For power users, it’s a handy but limited tool. You’ll still want dedicated apps for logging, server selection, and advanced metrics like jitter or packet loss. The shortcut works best as a rapid spot-check, not as a primary diagnostic.

For IT administrators, the feature introduces a new egress vector that may need governance. Assess whether external speed tests via Bing align with your organization’s telemetry and browsing policies. Consider Group Policy or Intune configuration to hide quick settings entries or restrict default browser behavior.

Caveats Microsoft Should Clarify

Before a widespread rollout, Microsoft would do well to address several open questions:

  • Telemetry commitment: Exactly what diagnostic data is collected, how it’s stored, and whether it’s linked to user accounts. A published privacy note would help enterprise vetting.
  • Backend and partner disclosure: Some community reports suggest the Bing widget may delegate measurements to a third-party engine. If true, the exact partner chain should be transparent so users can evaluate measurement provenance.
  • Offline/local fallback: A simple built-in check—pinging the default gateway, performing a DNS lookup—would make the feature far more resilient when the internet is truly impaired. Insiders have expressed hope for such an addition.
  • Policy controls: Administrators need clear documentation on managing visibility and behavior of the speed test in managed environments, ideally through existing quick settings policies.

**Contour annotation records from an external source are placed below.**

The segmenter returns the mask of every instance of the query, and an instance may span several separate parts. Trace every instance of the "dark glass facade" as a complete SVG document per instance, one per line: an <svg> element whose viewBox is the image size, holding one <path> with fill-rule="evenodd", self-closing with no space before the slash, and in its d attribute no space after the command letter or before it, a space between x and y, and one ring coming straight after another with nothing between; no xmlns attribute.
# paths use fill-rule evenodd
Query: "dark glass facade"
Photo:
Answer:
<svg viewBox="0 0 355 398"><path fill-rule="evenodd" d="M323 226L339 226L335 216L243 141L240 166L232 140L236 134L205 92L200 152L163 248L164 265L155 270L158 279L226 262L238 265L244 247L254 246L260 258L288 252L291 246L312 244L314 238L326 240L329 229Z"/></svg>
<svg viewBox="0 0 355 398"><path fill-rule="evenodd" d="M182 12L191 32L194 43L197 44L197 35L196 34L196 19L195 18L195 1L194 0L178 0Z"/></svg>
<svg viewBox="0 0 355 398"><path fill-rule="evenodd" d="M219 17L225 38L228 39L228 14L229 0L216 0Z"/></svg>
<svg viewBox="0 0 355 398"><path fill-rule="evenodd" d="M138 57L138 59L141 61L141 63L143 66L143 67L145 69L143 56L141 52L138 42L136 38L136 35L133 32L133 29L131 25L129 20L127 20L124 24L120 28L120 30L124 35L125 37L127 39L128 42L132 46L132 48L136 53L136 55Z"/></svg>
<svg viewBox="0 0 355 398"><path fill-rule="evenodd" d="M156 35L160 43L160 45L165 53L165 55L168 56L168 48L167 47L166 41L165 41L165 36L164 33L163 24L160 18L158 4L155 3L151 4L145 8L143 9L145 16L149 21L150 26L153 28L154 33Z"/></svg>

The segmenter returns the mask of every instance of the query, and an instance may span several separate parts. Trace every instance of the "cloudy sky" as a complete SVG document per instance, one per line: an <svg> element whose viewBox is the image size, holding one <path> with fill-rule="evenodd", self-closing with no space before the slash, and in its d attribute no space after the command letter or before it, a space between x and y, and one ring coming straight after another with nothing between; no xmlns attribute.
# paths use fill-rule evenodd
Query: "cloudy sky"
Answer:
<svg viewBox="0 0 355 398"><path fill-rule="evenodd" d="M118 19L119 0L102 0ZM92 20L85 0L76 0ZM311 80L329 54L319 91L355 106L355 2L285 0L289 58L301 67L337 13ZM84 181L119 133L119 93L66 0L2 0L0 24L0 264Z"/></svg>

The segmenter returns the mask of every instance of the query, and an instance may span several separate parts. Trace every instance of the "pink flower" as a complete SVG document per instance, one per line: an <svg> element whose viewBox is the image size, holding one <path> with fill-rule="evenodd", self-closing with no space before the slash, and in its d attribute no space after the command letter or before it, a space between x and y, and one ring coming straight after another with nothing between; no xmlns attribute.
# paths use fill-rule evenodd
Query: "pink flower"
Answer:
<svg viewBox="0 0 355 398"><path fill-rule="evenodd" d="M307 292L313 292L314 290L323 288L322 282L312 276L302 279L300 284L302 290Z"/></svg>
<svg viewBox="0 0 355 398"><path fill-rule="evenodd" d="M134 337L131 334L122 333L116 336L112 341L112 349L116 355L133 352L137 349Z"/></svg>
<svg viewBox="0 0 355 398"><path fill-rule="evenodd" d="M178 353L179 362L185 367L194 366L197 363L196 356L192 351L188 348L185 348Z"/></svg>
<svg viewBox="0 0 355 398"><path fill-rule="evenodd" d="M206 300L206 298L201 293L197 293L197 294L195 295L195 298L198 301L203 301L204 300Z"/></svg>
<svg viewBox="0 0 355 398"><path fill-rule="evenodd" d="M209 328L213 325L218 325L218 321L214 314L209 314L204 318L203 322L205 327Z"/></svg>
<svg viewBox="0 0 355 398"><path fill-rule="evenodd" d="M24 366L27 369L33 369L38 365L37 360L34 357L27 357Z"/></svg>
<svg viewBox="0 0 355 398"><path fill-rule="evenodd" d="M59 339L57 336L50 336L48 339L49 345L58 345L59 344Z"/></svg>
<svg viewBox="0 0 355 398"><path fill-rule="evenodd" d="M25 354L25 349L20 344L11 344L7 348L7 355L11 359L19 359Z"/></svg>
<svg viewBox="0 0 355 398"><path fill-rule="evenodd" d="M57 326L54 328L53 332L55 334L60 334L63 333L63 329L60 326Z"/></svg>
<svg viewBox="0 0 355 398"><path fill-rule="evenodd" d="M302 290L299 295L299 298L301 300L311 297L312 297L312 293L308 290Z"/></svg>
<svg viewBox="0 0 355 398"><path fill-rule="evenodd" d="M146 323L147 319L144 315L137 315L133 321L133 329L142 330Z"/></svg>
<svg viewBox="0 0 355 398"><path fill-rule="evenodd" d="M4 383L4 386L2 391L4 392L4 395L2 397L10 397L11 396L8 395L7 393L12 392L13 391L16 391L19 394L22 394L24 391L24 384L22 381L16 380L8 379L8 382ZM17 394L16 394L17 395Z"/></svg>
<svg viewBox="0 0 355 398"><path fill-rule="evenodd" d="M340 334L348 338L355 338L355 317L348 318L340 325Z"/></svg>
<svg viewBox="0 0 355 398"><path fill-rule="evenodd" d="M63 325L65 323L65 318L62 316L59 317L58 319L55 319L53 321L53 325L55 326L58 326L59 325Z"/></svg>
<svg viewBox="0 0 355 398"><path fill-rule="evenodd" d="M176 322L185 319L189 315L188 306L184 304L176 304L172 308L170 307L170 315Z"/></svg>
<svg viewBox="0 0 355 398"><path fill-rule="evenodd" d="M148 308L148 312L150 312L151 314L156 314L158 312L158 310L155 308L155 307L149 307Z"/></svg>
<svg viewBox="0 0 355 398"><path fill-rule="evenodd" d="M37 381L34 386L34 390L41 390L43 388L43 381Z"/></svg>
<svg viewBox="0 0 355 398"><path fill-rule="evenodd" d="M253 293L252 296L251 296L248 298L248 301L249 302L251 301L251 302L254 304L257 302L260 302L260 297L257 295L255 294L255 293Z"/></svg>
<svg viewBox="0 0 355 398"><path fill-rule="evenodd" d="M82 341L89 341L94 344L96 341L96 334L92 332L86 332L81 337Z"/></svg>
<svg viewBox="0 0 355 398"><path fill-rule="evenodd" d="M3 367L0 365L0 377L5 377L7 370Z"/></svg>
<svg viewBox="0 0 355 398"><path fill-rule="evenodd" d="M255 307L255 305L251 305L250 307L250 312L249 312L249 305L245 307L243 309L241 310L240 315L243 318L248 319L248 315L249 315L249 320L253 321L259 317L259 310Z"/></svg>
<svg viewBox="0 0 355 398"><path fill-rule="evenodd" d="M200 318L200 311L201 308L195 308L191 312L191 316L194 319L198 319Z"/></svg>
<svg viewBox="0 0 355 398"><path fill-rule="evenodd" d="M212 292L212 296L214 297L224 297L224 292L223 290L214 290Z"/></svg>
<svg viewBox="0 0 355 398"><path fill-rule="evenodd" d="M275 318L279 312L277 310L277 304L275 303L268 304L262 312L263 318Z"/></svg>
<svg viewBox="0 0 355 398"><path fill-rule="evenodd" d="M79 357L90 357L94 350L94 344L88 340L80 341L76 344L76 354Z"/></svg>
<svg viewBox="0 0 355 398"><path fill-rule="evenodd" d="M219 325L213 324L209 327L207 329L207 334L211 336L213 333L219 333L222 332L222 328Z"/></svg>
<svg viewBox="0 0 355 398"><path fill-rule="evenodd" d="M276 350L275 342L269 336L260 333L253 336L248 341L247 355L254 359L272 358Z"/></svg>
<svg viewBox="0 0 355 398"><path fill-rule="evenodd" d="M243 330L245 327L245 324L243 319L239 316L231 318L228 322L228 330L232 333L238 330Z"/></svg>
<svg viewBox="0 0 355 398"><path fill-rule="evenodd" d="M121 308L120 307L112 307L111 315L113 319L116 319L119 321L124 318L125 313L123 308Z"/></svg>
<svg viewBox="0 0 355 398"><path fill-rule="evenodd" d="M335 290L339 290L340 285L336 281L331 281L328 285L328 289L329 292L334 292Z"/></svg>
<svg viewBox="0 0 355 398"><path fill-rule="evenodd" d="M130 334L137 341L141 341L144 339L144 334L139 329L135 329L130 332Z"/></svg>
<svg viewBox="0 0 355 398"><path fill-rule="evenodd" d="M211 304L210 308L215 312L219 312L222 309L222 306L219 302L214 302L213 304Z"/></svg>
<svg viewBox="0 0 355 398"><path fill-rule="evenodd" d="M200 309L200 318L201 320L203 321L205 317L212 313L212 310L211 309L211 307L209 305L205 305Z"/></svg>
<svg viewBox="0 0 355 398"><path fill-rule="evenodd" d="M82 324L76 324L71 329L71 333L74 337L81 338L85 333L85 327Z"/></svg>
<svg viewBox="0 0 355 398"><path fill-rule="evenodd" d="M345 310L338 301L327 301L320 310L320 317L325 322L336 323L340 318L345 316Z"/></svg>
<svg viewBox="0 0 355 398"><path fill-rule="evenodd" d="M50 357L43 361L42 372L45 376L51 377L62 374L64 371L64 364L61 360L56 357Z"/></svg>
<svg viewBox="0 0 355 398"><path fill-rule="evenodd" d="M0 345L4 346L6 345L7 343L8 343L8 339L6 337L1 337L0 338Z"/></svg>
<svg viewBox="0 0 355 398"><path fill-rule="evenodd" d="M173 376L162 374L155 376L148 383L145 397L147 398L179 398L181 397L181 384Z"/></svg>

Rollout and Looking Forward

The speed test shortcut is currently visible only to Insiders in Dev and Beta channels who received build 26220.6682 or 26120.6682. As with many Insider features, its presence, wording, and behavior may evolve before any general release. Microsoft often conducts A/B tests, rolling features out incrementally and sometimes pulling them based on feedback.

Watch for these milestones:

  • A formal Windows Insider blog post or support document acknowledging the feature.
  • Telemetry and policy disclosures that accompany broader availability.
  • Potential expansion into a hybrid model that includes a simple offline diagnostic alongside the web widget.

The move fits a broader Microsoft philosophy: add lightweight, web-backed utilities to the OS shell where they can provide immediate value without expanding the Windows codebase. From the Edge sidebar to Copilot’s UI surfaces, this pattern is likely to continue. But it also sharpens the debate around what “built-in” truly means when the functionality depends on an external service.

For now, the new shortcut is a modest but clever addition. It won’t replace dedicated speed test apps, but it will save countless clicks for users who just need a quick answer to “Is my internet slow right now?” That alone makes it a worthwhile quality-of-life improvement—provided Microsoft addresses the lingering transparency gaps before it ships to all.